Support auto device mapping #781

Kaihui-intel · 2025-09-02T07:37:15Z

Usage

import torch
from transformers import AutoModelForCausalLM, AutoTokenizer
model_name = "opensourcerelease/DeepSeek-R1-bf16"
model_name = "/data1/DeepSeek-R1-bf16"

tokenizer = AutoTokenizer.from_pretrained(model_name)
model = AutoModelForCausalLM.from_pretrained(model_name, trust_remote_code=False, torch_dtype="auto")

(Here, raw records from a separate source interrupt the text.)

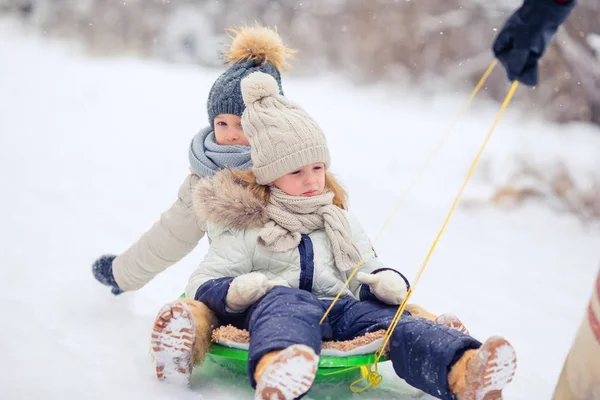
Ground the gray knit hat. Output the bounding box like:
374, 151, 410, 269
242, 72, 330, 185
207, 23, 294, 127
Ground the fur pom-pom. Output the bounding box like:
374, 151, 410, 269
224, 22, 296, 70
241, 72, 279, 106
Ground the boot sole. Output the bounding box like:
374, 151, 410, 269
475, 337, 517, 400
254, 344, 319, 400
150, 303, 195, 386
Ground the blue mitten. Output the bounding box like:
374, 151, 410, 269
92, 254, 123, 296
493, 0, 575, 86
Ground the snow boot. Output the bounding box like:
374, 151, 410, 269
448, 336, 517, 400
254, 344, 319, 400
151, 302, 195, 386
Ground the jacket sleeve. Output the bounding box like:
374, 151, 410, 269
185, 228, 256, 304
113, 174, 206, 290
348, 213, 410, 301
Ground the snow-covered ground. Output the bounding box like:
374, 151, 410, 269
0, 21, 600, 400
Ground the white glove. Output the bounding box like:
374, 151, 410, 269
225, 272, 290, 312
356, 270, 408, 305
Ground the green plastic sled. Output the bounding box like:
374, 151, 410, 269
179, 293, 388, 383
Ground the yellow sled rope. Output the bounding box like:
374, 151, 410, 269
320, 59, 519, 393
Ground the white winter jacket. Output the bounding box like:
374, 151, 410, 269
186, 171, 385, 299
113, 173, 206, 290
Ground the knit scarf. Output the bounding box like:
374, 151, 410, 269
189, 127, 252, 177
258, 186, 361, 272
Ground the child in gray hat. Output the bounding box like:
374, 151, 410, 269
92, 24, 294, 359
151, 72, 516, 400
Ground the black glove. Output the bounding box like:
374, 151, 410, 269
493, 0, 575, 86
92, 254, 123, 296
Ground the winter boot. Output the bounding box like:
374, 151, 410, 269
448, 336, 517, 400
151, 299, 217, 385
151, 302, 196, 385
254, 344, 319, 400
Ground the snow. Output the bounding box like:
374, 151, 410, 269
0, 20, 600, 400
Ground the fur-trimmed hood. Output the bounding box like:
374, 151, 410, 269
192, 169, 269, 229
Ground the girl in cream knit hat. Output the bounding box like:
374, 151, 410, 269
152, 72, 516, 400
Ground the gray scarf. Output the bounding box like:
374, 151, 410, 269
189, 127, 252, 177
258, 186, 361, 272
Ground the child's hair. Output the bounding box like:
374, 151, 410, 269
230, 169, 348, 210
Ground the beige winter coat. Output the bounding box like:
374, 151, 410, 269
553, 273, 600, 400
186, 171, 385, 299
113, 174, 206, 291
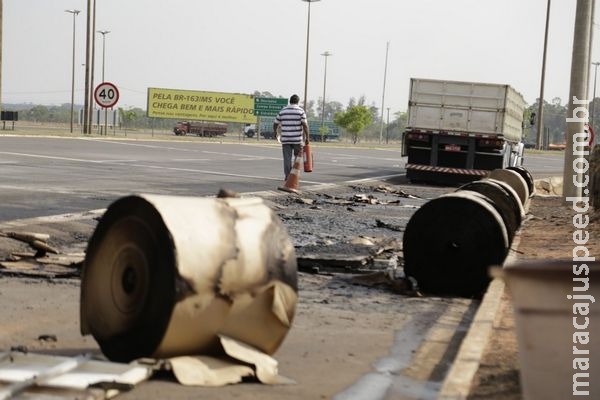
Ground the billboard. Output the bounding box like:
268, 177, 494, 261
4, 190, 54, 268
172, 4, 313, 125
147, 88, 256, 124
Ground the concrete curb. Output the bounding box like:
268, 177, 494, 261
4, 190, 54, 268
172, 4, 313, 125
438, 234, 521, 400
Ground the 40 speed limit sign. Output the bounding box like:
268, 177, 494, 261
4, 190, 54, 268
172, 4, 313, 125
94, 82, 119, 108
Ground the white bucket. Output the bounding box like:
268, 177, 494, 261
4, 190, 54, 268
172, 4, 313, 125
503, 260, 600, 400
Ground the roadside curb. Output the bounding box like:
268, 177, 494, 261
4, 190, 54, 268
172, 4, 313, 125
438, 234, 521, 400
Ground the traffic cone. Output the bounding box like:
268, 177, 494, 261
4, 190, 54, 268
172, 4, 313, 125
277, 152, 302, 193
302, 143, 313, 172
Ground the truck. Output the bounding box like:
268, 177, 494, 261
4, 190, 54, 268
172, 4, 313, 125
244, 117, 340, 142
402, 78, 526, 184
173, 121, 227, 137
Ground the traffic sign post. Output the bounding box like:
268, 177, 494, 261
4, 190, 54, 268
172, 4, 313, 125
254, 97, 288, 117
94, 82, 119, 108
94, 82, 119, 135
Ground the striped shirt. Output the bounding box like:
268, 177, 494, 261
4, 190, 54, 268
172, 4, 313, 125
275, 104, 306, 144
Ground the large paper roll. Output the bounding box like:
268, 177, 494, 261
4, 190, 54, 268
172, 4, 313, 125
80, 195, 297, 362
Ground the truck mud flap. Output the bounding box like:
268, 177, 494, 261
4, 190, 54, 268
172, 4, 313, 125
405, 164, 490, 185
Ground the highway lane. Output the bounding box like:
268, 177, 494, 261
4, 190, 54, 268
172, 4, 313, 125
0, 136, 404, 221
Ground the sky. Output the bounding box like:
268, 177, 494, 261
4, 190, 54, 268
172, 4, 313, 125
1, 0, 600, 114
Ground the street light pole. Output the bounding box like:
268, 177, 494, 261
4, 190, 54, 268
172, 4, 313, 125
98, 31, 110, 82
97, 31, 110, 136
321, 51, 333, 134
535, 0, 551, 149
379, 42, 390, 144
590, 62, 600, 132
385, 107, 390, 144
302, 0, 321, 111
65, 10, 81, 133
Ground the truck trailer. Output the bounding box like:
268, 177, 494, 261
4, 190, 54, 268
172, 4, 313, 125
402, 78, 526, 184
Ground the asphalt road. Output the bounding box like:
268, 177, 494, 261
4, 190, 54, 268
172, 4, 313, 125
0, 136, 562, 400
0, 136, 563, 221
0, 136, 404, 221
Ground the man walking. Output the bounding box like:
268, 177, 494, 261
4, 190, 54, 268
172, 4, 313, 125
273, 94, 309, 181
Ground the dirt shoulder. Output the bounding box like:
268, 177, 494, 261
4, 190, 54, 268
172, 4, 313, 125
469, 196, 600, 400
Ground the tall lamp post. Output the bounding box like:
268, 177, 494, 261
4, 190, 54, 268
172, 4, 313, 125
321, 51, 333, 130
302, 0, 321, 111
98, 31, 110, 82
590, 62, 600, 132
535, 0, 551, 149
97, 31, 110, 135
65, 10, 81, 133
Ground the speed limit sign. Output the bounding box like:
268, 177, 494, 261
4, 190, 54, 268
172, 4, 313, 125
94, 82, 119, 108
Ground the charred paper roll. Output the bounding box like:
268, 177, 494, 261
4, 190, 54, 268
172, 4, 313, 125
80, 195, 298, 362
458, 179, 524, 242
403, 190, 510, 297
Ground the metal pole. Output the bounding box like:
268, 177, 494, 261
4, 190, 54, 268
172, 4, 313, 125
88, 0, 99, 134
0, 0, 4, 119
321, 51, 333, 134
536, 0, 550, 149
590, 61, 600, 132
65, 10, 81, 133
302, 0, 321, 113
98, 31, 110, 136
379, 42, 390, 144
385, 107, 390, 144
563, 0, 593, 201
83, 0, 92, 135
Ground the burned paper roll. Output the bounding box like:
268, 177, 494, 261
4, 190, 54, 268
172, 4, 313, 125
402, 190, 510, 297
80, 195, 297, 361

from auto_round import AutoRound

autoround = AutoRound(model=model, tokenizer=tokenizer, nsamples=512,
                      batch_size=4, low_gpu_mem_usage=False,device_map="auto", seqlen=2048,
                      )

Signed-off-by: Kaihui-intel <[email protected]>

for more information, see https://pre-commit.ci

wenhuach21 · 2025-09-02T07:48:01Z

auto_round/utils.py

+    # Calculate all block linear memory except for the second modulelist
+    total_linear_memory = 0
+    for n, m in model.named_modules():
+        if hasattr(type(m), "__name__") and "ModuleList" in type(m).__name__:


call get_block_names

wenhuach21 · 2025-09-02T07:48:10Z

auto_round/utils.py

+    for n, m in model.named_modules():
+        if hasattr(type(m), "__name__") and "ModuleList" in type(m).__name__:
+            for name, module in m[-1].named_modules():
+                if isinstance(module, torch.nn.Linear):


conv1d is also supportd

wenhuach21 · 2025-09-02T07:49:16Z

auto_round/utils.py

+    """
+    total_memory = bytes_to_gigabytes(torch.cuda.get_device_properties(i).total_memory)
+    reserved_memory = bytes_to_gigabytes(torch.cuda.memory_reserved(i))
+    allocated_memory = bytes_to_gigabytes(torch.cuda.memory_allocated(i))


it would be better to support xpu too. For now, you could raise an exception that xpu does not devcie_map="auto"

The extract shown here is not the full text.